Tips to Lower Costs of Chronic Diseases
While the goal of health care is to achieve low-cost, high-quality care and patient satisfaction, “it is a complex road to get there,” said Dr. Barbara Wirth, program manager with the National Academy for State Health Policy, during a Chronic Disease Policy Academy held in conjunction with The Council of State Governments 2013 National Conference.
Health homes, an enhanced model of primary care first introduced in the 1960s, can be used to improve care and lower costs. According to Wirth, health homes create teams of clinical and nonclinical workers that view the person as a whole.
“The ultimate goal is to have a team approach where patients are linked with the appropriate processes they need,” Wirth said.
Key health home model features include:
- Multi-stakeholder partnerships, including specialty care providers and supportive social services;
- Qualification standards, including established goals such as decreased emergency room visits;
- Standards tied to payments;
- Clinical and nonclinical staff team;
- Care including chronic, acute and mental health;
- Health information technology—health homes need to maintain patient information, but also be able to communicate with other health services such as the emergency room;
- Data and feedback to ensure evidence-based medical practice with electronic medical records accessible by all practitioners treating the patient; and
- Practice education—Wirth points to practice education as the cornerstone component of health homes. Staff from one practice meets with other practices to share information and determine what works and what doesn’t.
As Wirth outlined the key components and usefulness of health homes, she reminded legislators these changes take years.
“It is a marathon, not a sprint,” she said.
Wirth also let legislators in on a secret to health home success. While health homes need an interdisciplinary team for success, she identified nurse care managers as the “secret sauce for success.” Nurse care managers are a steady point of contact and care for the patient.
Dr. Joseph Parks, chief clinical officer for the Missouri Department of Mental Health, agreed on the importance of care managers. He also said if states want to reach the low-cost, high-quality care goal, they must focus on mental health and its impact on chronic disease.
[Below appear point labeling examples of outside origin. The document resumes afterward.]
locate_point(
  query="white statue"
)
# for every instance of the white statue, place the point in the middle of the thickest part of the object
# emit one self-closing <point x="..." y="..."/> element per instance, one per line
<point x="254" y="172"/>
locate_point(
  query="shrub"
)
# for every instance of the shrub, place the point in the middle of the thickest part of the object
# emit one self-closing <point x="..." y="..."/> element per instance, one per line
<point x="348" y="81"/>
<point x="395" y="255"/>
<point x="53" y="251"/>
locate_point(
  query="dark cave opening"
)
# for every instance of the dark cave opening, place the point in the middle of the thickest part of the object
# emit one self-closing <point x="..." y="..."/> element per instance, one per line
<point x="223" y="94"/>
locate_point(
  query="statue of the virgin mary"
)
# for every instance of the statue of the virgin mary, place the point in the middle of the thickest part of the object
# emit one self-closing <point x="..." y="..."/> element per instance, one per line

The differences between mortality rates for the general population and for those with a mental illness are staggering. According to Parks, people with mental illness die 25 years younger than the general population, on average. The main cause of death for people with mental illnesses was general health conditions.
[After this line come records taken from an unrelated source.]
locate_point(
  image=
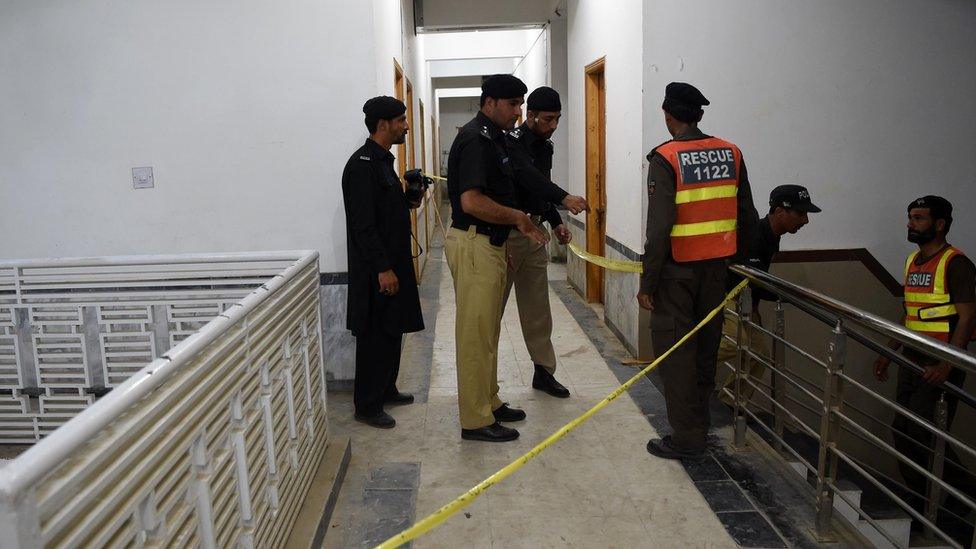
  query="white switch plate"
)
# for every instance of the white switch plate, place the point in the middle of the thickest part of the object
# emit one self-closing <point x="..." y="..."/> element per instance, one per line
<point x="142" y="178"/>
Parks also said people with a mental illness are more likely to be obese and “smoke at rates equivalent to the 1960s.”
Of the population of smokers, 44 percent of them have a mental illness.
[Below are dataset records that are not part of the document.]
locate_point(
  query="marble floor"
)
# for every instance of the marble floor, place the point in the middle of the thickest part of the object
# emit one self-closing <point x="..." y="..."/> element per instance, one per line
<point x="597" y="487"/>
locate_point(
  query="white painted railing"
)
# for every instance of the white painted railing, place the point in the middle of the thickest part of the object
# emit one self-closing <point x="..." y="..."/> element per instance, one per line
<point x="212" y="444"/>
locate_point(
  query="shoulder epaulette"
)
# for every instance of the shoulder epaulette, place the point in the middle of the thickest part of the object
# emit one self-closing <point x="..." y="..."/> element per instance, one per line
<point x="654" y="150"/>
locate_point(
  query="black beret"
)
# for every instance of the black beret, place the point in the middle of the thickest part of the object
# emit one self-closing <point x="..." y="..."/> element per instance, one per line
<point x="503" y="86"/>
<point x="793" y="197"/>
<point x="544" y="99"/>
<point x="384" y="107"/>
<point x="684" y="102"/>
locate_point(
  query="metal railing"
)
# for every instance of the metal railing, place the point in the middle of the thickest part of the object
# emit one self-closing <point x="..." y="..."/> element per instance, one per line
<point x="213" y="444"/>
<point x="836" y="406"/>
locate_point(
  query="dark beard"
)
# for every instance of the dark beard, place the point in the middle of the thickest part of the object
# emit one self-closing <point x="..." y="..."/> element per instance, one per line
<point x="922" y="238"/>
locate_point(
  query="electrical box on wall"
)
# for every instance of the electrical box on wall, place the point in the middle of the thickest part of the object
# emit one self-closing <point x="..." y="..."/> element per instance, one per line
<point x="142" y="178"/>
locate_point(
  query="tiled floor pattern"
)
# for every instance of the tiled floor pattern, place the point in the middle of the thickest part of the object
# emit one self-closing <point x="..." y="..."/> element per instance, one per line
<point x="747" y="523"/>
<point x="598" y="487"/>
Mary Kay Owens, executive director of the Institute for Healthcare Innovation Strategies, shared information about using medication for treatment of chronic diseases.
According to Owens, common issues are lack of treatment, patients not taking medications, unmet clinical goals, uncoordinated care with multiple providers, and avoidable emergency room and hospital visits.
Owens also posed a question to legislators: “We hear about super utilizers and high-cost patients. Should we focus all efforts on that population?”
Her answer was a resounding no.
She said states need to focus on patients with uncoordinated care in all cost brackets. Patients in the low cost bracket with uncoordinated care eventually move to higher cost brackets after several years of uncoordinated care. According to Owens, if states only focus on the high-cost super utilizers, they will not prevent the low-cost uncoordinated care patients from eventually moving into the high-cost group.
Owens said policy improvements like automatic refills and refill reminders improve patients’ adherence to drug therapy, as do simplified regimens and medications with fewer side effects. Research shows that half of all patients taking maintenance medications for a chronic disease stop taking their medications within a year of starting therapy. The CVS Caremark Pharmacy Care Research Institute estimates that excess medical costs are as much as $290 billion annually due to medication nonadherance.
“Support policies that get providers to work together,” said Owens. “Measure success and reward them.”
Raechele McMahan, with Aetna Pharmacy, offered three suggestions to control costs for specialty drugs, which can cost $3,000 per month on average, as compared to traditional drug costs of $60 per month.
One cost-control step is to implement quantity limits. This allows the pharmacy to give new patients a 28-day supply to determine how the patient reacts. It also allows the pharmacy to follow up and make sure the patient is taking his or her medication. After determining the medication is right for the patient, automatic refills and 90-day supplies can be implemented.
Another method to control costs is step therapy, which encourages patients to take the lower cost drug first. If the lower cost medication is not effective, patient care be stepped up to more expensive drug options.
Prior authorization also contains costs. It ensures the medication is appropriate for the patient and that it has desired outcomes.